仏教学者・河口慧海の旧蔵書【立正大学・古書資料館の世界 2回】(小此木敏明)

4.東京書林聯合会の古書籍展覧会

慧海は、敬文堂書店と浅倉屋の店舗でこれらの本を購入したわけではないだろう。その理由は、各札の下部に「古書籍展覧會」と印刷されているためである。この会について述べる前に、慧海が『釈迦譜要略』と『審美綱領』をいつ購入したのかを考えたい。札中央部分の右端には、日付印と思われる印の一部分が確認できる。おそらく、購入した際に押されたものだろう。『審美綱領』の方は「11」、『釈迦譜要略』の方は「11.9.2」の数字が読み取れる。印全体が確認できないところを見ると、割印だったのかもしれない。この「11」が和暦だとすると、本の出版年と慧海の生没年から、大正11年(1922)か昭和11年(1936)の可能性があるだろう。しかし先ほど述べたように、敬文堂書店が昭和9年に改称していることを踏まえると大正11年の可能性が高い。

日付印

古書籍展覧会に話を戻す。新聞や『官報』を調べていくと、古書籍展覧会の広告を複数見つけることができるが、その中に大正11年9月21日の『官報』3043号がある。その広告によると、第44回古書籍展覧会が、同年9月23・24日に神田表神保町の南明倶楽部で開催される予定だったことが分かる。慧海がこの展覧会で本を購入したのであれば、先の日付印の数字は「11.9.23」、もしくは「11.9.24」ではなかったか。ちなみに、この展覧会は「正札即売」であり、入札制ではなかったようである。

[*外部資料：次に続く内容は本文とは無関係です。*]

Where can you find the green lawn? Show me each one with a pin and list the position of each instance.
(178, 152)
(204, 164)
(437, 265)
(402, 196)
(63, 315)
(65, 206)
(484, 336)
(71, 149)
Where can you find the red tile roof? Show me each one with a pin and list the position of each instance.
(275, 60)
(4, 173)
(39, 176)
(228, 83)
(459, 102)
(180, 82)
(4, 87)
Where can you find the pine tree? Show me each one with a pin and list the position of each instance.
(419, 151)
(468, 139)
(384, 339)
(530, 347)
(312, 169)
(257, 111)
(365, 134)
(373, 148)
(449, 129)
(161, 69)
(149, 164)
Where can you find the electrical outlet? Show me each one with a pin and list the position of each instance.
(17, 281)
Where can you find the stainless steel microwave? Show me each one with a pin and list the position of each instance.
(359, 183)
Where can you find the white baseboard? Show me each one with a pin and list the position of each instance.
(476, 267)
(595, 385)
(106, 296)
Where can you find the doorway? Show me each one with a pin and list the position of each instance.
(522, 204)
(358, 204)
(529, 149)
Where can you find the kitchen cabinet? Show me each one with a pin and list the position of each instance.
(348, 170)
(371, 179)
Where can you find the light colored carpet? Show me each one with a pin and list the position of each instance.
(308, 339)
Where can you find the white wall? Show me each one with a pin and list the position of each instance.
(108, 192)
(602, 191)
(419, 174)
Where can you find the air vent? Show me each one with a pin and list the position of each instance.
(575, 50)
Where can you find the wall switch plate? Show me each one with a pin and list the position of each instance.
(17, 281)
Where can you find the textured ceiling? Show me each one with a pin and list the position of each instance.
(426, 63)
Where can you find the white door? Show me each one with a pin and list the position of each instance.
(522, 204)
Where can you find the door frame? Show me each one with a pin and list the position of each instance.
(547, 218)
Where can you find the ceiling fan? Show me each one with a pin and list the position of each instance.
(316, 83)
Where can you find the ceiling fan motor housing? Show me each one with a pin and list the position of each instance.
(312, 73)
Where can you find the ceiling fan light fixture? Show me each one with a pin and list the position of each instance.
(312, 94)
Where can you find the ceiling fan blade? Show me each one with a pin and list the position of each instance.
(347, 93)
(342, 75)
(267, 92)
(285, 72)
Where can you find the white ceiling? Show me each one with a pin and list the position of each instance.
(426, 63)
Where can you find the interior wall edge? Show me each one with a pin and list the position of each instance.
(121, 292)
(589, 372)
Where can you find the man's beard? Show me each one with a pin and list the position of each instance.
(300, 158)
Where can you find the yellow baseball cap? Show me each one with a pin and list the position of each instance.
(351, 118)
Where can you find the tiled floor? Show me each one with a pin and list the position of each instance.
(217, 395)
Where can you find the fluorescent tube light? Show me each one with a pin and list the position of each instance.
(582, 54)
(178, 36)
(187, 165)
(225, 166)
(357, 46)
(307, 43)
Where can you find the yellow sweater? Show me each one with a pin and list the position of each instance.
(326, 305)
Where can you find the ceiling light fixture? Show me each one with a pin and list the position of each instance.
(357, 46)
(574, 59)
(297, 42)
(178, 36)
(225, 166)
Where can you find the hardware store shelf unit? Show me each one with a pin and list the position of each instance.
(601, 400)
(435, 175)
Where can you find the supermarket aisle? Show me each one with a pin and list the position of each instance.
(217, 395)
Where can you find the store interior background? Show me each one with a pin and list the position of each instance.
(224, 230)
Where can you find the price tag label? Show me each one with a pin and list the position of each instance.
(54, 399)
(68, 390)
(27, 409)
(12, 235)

先の広告によると、古書籍展覧会の主催は「東京書林聯合會」という団体になっている。この団体については、八木福次郎氏の『古本屋の回想』(東京堂出版、1994年)の「古書即売展の始まり」に記載がある。八木福次郎氏は、八木書店の創業者である八木敏夫氏の弟であり、日本古書通信社の社長を務めた人物で、2012年に亡くなっている。

福次郎氏によると、明治42年(1909)11月に横浜の浜港館で最初の古書即売会が開催された。なぜ横浜だったのかというと、東京に出て本を買うのが大変という理由で、横浜貿易新報社の富田源太郎氏らが東京の古書店にかけ合い、横浜に本を運んでもらって陳列・販売させたからという。これが成功を収めたので、横浜の即売会に参加した本屋が中心となり、東京書林連合会という名称のもと、明治43・44年頃から東京でも即売会を行うようになったそうだ。

ちなみに、慧海に『釈迦譜要略』を売った浅倉屋は、横浜での最初の即売会にも参加していた。『東京古書組合五十年史』(東京都古書籍商業協同組合、1974年)が引く『横浜貿易新報』の記事(明治42年11月18日)によると、最初の参加者は浅倉屋の他、瑞琅閣・文行堂・伊藤書房・元禄堂・松山堂だったことが分かる。